Tompkins' performances involve rapid readings from typewritten works.
While Sue Tompkins' work owes much to various literary and art-historical movements, such as Concrete Poetry, the Beat poets and typewriter art, she frequently emerges as the rebellious offspring rather than as a clear descendent of these genres. Her performances usually involve three items: a stool, a microphone and a ring-binder full of hundreds of sheets of paper. She reads from these at a hyperactive pace, developing her rhythm. In a previous incarnation, she was a singer in the now defunct post-punk band, Life Without Buildings.

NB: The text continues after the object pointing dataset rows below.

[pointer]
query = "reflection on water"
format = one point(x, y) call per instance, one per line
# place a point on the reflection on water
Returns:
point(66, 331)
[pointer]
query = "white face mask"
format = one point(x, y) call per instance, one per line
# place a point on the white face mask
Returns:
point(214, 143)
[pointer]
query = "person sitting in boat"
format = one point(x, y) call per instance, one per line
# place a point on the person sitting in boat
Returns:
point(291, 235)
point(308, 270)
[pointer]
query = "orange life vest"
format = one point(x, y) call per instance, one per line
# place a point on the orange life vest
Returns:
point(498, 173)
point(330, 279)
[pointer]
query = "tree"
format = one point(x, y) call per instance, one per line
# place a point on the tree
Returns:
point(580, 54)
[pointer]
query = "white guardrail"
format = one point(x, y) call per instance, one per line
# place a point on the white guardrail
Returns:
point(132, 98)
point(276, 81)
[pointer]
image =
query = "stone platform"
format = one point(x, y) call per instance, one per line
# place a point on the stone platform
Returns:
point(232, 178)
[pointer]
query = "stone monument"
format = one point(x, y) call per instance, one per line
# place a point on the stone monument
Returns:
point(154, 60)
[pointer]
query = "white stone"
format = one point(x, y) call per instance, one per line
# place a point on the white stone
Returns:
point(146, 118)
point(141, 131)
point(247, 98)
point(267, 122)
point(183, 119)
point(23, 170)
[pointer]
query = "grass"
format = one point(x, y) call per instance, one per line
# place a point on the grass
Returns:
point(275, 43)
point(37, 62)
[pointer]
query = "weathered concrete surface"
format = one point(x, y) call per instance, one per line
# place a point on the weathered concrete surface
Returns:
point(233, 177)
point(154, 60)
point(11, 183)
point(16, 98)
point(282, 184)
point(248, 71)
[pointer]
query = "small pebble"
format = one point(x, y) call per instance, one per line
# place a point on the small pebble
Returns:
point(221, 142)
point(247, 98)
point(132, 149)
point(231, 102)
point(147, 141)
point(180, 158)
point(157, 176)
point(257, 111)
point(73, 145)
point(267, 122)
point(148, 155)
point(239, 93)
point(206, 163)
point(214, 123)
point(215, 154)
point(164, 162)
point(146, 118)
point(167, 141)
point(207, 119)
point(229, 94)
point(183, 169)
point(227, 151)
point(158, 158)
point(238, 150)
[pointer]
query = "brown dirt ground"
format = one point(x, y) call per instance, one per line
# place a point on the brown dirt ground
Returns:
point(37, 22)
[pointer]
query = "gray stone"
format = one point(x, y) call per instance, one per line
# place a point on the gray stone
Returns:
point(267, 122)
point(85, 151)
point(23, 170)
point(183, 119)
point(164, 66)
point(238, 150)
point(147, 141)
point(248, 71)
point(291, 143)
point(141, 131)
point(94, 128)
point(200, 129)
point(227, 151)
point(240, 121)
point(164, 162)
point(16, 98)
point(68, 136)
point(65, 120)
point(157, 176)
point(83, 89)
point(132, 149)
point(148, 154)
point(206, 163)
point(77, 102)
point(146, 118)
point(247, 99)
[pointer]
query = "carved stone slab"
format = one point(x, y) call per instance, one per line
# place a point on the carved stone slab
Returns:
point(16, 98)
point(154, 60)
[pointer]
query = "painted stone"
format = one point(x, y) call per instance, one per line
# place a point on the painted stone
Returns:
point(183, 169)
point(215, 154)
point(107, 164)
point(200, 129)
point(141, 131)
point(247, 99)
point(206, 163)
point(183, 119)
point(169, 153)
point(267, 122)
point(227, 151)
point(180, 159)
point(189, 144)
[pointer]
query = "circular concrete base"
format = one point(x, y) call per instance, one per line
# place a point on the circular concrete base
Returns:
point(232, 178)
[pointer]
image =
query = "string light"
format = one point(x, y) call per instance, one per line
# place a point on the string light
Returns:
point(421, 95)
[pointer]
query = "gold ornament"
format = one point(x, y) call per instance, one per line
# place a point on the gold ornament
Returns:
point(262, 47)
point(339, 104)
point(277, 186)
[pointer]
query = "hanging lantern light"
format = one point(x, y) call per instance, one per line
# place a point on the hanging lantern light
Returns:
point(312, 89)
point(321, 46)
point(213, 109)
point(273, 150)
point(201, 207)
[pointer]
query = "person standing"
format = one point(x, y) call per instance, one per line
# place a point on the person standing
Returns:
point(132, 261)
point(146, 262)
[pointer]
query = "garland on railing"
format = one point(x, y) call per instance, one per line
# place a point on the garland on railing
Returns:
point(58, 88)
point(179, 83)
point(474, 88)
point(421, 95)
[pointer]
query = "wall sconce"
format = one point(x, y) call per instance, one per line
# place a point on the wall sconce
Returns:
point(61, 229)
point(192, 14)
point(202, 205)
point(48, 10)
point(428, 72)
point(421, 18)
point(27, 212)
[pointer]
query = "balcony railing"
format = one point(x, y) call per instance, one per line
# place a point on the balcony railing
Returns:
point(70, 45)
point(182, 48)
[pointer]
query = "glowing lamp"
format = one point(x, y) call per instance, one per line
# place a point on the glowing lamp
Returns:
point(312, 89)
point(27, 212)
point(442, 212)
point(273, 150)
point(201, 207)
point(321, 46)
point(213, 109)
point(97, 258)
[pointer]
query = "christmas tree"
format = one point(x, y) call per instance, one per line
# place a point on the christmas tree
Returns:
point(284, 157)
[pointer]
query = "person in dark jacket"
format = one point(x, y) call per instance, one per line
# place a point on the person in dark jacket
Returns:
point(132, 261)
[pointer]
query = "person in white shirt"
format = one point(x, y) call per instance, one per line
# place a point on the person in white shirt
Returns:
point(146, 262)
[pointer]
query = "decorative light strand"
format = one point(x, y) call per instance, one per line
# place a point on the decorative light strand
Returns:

Tompkins's typewritten works are not residues of her performances, but a parallel practice, often using broadsheets that have been folded to fit into a typewriter, and that still bear the creases of this process. She presents segments of language, often de-contextualised snatches of everyday conversations. Words are given emphasis through repetition, juxtaposition, misspellings and uneven spacing.
Sue Tompkins was born in Glasgow in 1971, graduated from the Glasgow School of Art in 1994, and is still based in the city. She has had solo exhibitions in numerous venues, including the Showroom, London, in 2007. Tompkins has also performed at institutions and events around the world, notably the Scottish Pavilion at the Venice Biennale in 2005, and Tate Britain in 2006.